2. Entro dodici mesi dalla data di entrata in vigore del presente decreto legislativo, il Ministro dello sviluppo economico, adotta, ai sensi dell’articolo 17, comma 3, della legge 23 agosto 1988, n. 400, un decreto volto a disciplinare:

a) la definizione dei requisiti di qualificazione tecnico-professionali che devono possedere le imprese per l’inserimento nell’elenco delle imprese abilitate all'esercizio delle attività di cui al comma 1;

b) le modalità procedurali per il rilascio dell’abilitazione per l’allacciamento dei terminali di telecomunicazione all’interfaccia della rete pubblica;

c) le modalità di accertamento e di valutazione dei requisiti di qualificazione tecnico-professionali di cui alla lettera a);

d) le modalità di costituzione, di pubblicazione e di aggiornamento dell’elenco delle imprese abilitate ai sensi della lettera a);

e) le caratteristiche e i contenuti dell’attestazione che l’impresa abilitata rilascia al committente al termine dei lavori;

f) i casi in cui, in ragione della semplicità costruttiva e funzionale delle apparecchiature terminali e dei relativi impianti di connessione, gli utenti possono provvedere autonomamente alle attività di cui al comma 1.
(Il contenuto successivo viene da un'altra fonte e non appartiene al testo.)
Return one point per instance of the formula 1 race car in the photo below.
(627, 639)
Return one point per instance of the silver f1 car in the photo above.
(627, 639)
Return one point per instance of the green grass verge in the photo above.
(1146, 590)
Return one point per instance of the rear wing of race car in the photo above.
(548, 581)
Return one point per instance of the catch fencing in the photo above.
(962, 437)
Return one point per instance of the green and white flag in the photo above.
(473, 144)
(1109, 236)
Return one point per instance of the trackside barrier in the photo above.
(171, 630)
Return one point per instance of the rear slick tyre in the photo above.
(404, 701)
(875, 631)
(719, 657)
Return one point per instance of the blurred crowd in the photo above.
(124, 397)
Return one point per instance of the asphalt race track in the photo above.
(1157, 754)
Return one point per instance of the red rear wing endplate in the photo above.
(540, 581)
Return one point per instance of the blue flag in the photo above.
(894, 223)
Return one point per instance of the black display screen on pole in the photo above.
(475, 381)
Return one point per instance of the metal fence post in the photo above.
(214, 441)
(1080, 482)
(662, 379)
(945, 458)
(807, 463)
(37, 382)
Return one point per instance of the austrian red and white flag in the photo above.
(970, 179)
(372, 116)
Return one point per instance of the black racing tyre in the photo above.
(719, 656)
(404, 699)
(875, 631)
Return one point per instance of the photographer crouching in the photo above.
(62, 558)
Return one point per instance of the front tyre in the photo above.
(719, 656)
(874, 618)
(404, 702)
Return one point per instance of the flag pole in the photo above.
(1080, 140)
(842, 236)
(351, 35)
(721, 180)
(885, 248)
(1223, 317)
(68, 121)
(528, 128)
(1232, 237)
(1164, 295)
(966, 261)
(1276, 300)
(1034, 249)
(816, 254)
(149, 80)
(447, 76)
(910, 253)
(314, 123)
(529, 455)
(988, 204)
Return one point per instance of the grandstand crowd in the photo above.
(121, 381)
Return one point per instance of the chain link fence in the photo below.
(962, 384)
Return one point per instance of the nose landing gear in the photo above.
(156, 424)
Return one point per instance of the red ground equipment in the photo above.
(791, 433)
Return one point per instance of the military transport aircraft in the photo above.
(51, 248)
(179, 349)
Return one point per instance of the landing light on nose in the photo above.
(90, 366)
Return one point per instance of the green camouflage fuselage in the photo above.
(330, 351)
Quindi in sostanza le installazioni dovranno essere effettuate da tecnici qualificati. In caso contrario il punto 3 riporta anche una "sanzione amministrativa pecuniaria da 15.000 euro a 150.000 euro, da stabilirsi in equo rapporto alla gravità del fatto".

In questo post stiamo comunque valutando le utenze domestiche, ed in aiuto ci arriva l'articolo 2, comma 2 punto f appena trascritto, che riportiamo una seconda volta.

f) i casi in cui, in ragione della semplicità costruttiva e funzionale delle apparecchiature terminali e dei relativi impianti di connessione, gli utenti possono provvedere autonomamente alle attività di cui al comma 1.

Che sarebbe a dire... Utenti: se le apparecchiature sono semplici, fate da soli. Sembra il punto meno equivocabile di tutto il decreto legislativo.

Personalmente, come utente domestico, non condivido l'allarmismo nato tra ieri ed oggi. Prima di tutto per l'inevitabile inapplicabilità di un decreto che possa obbligare gli utenti a dover interpellare un tecnico specializzato, secondo per l'ovvia inutilità del tutto, vista la semplicità dei sistemi e dei software di oggi. Sempre a livello personale, trovo invece sia doveroso che chi mette mano ad impianti e reti pubbliche complesse, abbia un grado minimo di conoscenza della materia. Che poi ci siano questioni corporative o lobbystiche, questo è un altro paio di maniche.

Condivisibili invece, alcuni dei commenti del blog di Quintarelli (grazie ad ICE per la segnalazione!) sopratutto per ciò che riguarda utenti non domestici, ma di dimensioni minime. Che questo possa diventare l'ennesimo balzello che grava su piccole attività, è un pensiero che aleggia su tutti.

La questione comunque non è chiusa: il Ministro dello Sviluppo Economico ha tempo un anno per disciplinare i punti del comma 2 che abbiamo elencato qui sopra. Attendiamo sviluppi.